We all rely on the trees and plants around us for oxygen. The health of our world’s forests and diverse ecosystems are directly connected to the state of our water, our cities, and the lives of people and animals around the globe.
Unfortunately, the effects of climate change and other man-made factors have turned some of the world’s tropical forests into sources of carbon dioxide. Rather than absorbing carbon dioxide and producing oxygen, some forests are now expelling carbon dioxide into the atmosphere.
Damaged forests seem to be the most at risk for emitting carbon dioxide rather than absorbing it. Satellite images targeting areas of tropical Asia, Africa, and the Americas have shown that some tropical forests are dispelling more carbon than they are taking in. Deforestation is leading to much of the carbon release, as trees are logged, cut down for houses, or burned to make room for commerce or additional housing for communities in the area.
Although deforestation contributes to much of the carbon dioxide expulsion, there are other factors that are causing the forests to give off carbon dioxide. This includes a decrease in the diversity of the trees and plants that are growing in the forests.
Tropical forests and the trees growing in them store carbon in their roots, leaves, and stems. Selective logging of certain kinds of trees or clearcutting of a forested area results in that stored carbon being released back into the atmosphere. Wildfires and diseases that impact tropical trees can also release carbon from these areas.
Subtle degradation of tropical forests can be difficult to detect, which is where satellite images come into play. Satellites are able to detect mass deforestation, but can also be finely tuned to analyse changes in tropical forest environments. Although satellites can’t detect the weight of carbon being released from a forest, it can detect he density of the trees in a tropical forest.
Researchers have developed new techniques for detecting how much carbon is being released into the atmosphere from tropical forests around the world. Satellite images can be calibrated and combined with NASA’s Light Detection and Ranging Data (LiDAR) data and put into an algorithm that shows changes in carbon emissions over time.
Using these methods, researchers found that tropical forests release 862 teragras of carbon into the atmosphere every year. This is more than all the emissions from cars in the United States in 2015. Unfortunately, the same forests are only absorbing 436 teragrams of carbon. About 60% of the carbon comes from the tropical regions of the Americas, including the Amazon, and about 24% comes from Africa. A further 16% is from tropical forests in Asia.

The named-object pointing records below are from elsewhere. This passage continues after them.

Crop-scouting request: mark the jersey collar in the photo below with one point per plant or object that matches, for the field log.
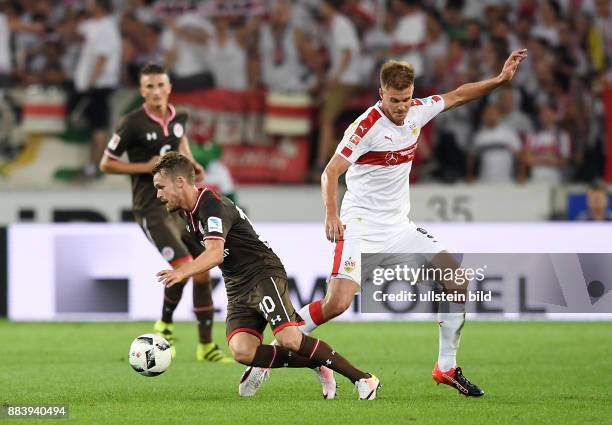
(378, 106)
(163, 123)
(195, 207)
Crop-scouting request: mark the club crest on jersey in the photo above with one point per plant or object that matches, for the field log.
(349, 265)
(114, 142)
(178, 130)
(215, 224)
(391, 158)
(168, 253)
(414, 129)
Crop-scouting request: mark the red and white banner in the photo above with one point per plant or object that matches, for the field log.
(237, 122)
(607, 98)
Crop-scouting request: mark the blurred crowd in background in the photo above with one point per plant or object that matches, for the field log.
(547, 125)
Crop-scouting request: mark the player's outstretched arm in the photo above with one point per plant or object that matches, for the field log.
(470, 91)
(334, 229)
(117, 166)
(213, 256)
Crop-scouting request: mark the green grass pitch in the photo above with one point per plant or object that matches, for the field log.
(532, 372)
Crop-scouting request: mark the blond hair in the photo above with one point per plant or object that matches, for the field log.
(397, 75)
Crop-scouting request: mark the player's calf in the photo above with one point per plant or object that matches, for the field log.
(290, 338)
(338, 298)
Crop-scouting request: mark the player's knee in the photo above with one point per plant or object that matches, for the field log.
(290, 338)
(202, 278)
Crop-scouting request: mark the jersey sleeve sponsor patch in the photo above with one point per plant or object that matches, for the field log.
(353, 143)
(215, 224)
(114, 142)
(429, 107)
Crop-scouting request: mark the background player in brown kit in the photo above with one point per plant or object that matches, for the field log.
(255, 279)
(145, 134)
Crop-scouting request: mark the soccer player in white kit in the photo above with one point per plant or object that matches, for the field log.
(376, 153)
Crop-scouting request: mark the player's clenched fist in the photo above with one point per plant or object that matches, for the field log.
(170, 277)
(334, 229)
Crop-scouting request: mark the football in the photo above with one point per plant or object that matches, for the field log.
(150, 355)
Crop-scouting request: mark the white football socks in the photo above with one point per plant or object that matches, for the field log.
(451, 317)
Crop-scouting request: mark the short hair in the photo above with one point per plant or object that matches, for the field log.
(105, 5)
(397, 75)
(175, 164)
(335, 4)
(152, 68)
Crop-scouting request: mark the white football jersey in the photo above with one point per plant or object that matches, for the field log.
(381, 155)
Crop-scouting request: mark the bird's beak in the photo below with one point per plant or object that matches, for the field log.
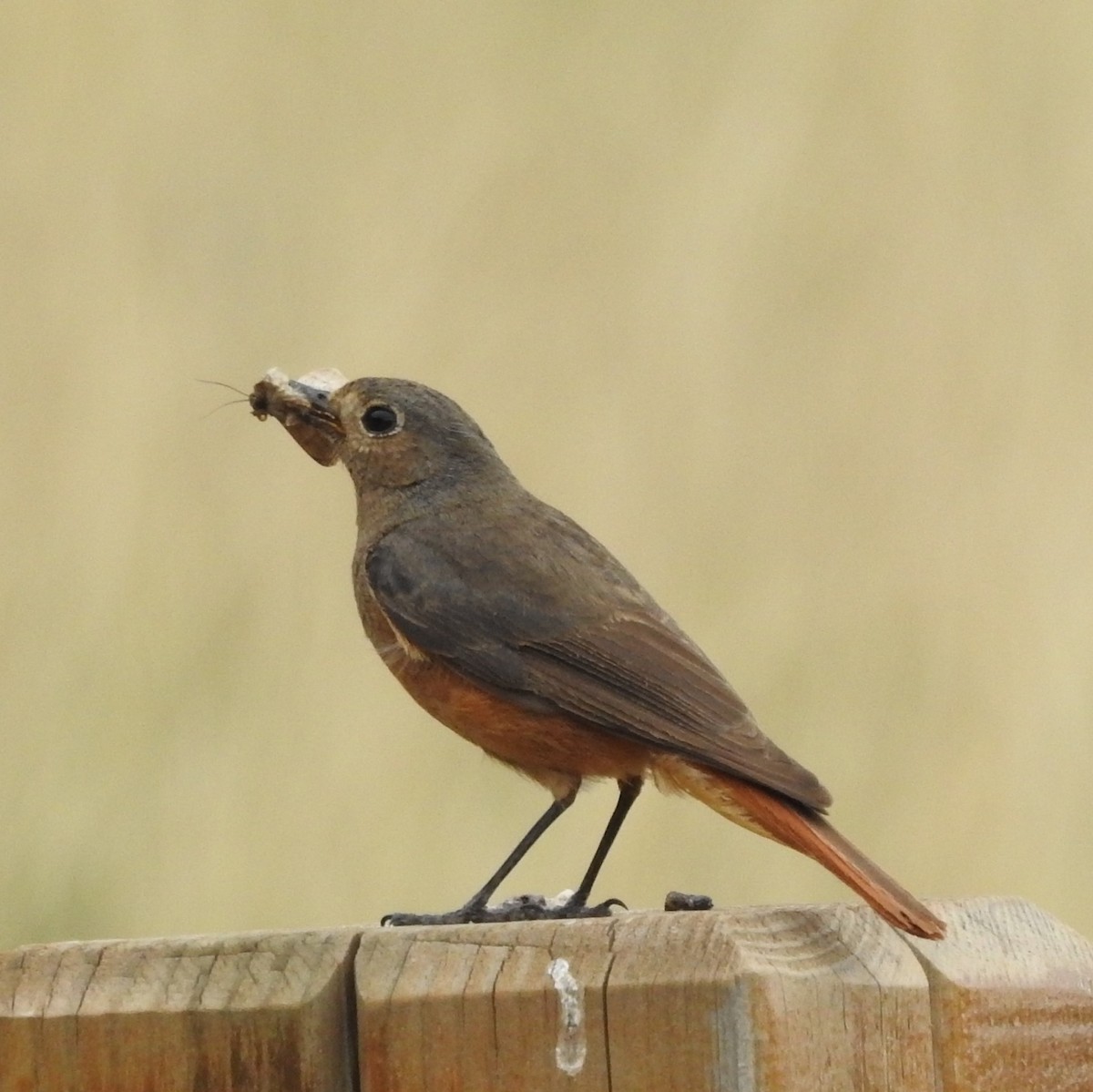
(303, 407)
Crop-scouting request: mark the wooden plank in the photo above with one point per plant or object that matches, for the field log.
(780, 999)
(1012, 995)
(255, 1011)
(758, 999)
(776, 999)
(485, 1006)
(768, 999)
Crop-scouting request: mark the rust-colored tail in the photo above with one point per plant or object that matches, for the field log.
(795, 825)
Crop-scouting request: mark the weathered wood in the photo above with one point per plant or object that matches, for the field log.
(775, 999)
(1012, 997)
(791, 999)
(263, 1011)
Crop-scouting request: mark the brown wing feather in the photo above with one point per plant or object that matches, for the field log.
(562, 627)
(638, 676)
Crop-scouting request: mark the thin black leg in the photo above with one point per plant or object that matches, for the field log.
(475, 908)
(523, 846)
(628, 793)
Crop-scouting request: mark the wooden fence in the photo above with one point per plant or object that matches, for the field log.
(764, 999)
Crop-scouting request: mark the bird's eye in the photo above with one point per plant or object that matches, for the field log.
(380, 420)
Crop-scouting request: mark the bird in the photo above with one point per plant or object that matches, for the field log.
(515, 628)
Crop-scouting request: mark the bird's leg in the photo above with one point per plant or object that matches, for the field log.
(628, 793)
(475, 908)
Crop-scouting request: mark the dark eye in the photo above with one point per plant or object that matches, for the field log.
(380, 420)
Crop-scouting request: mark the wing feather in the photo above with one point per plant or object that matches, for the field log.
(602, 651)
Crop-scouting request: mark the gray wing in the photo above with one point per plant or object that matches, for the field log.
(589, 643)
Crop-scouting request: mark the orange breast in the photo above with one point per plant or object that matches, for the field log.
(556, 750)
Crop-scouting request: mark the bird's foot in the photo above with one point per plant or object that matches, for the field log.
(518, 908)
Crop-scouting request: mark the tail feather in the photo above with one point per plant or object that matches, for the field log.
(785, 821)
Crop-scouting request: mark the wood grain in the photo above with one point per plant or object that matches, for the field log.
(254, 1011)
(1012, 998)
(751, 999)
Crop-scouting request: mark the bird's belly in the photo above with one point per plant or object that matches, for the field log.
(553, 750)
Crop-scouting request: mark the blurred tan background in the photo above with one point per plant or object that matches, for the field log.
(790, 304)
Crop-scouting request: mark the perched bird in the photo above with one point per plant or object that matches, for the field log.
(520, 632)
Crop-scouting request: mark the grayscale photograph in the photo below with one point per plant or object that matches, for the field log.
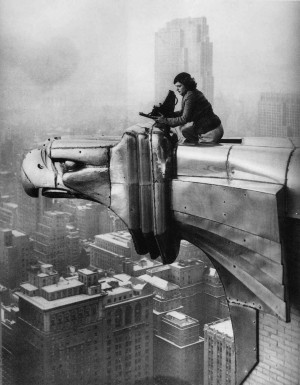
(149, 192)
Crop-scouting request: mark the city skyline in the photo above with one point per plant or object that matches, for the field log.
(101, 54)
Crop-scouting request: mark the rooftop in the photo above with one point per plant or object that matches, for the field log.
(223, 326)
(28, 287)
(159, 282)
(45, 305)
(159, 268)
(121, 238)
(180, 319)
(86, 271)
(62, 285)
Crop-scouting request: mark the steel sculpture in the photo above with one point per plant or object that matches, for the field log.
(237, 201)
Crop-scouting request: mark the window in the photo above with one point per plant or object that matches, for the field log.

The results of the researchers’ study have gained the conservation movement a lot of ground. There is now an empirical way to determine not only how deforestation affects the carbon levels in our atmosphere, but how low-level degradation of the forest also influences carbon levels. The data set doesn’t take into consideration what carbon is absorbed in the soil of forests, which overall allows the earth to absorb more carbon than is being released.
Researchers hope that this study and more studies like it will increase awareness about the importance of our world’s forests and how easily some of this degradation can be reversed.
Baccini, A., Walker, W., Carvalho, L., Farina, M., Sulla-Menashe, D., & Houghton, R. A. (2017). Tropical forests are a net carbon source based on aboveground measurements of gain and loss. Science, 358(6360), 230-234.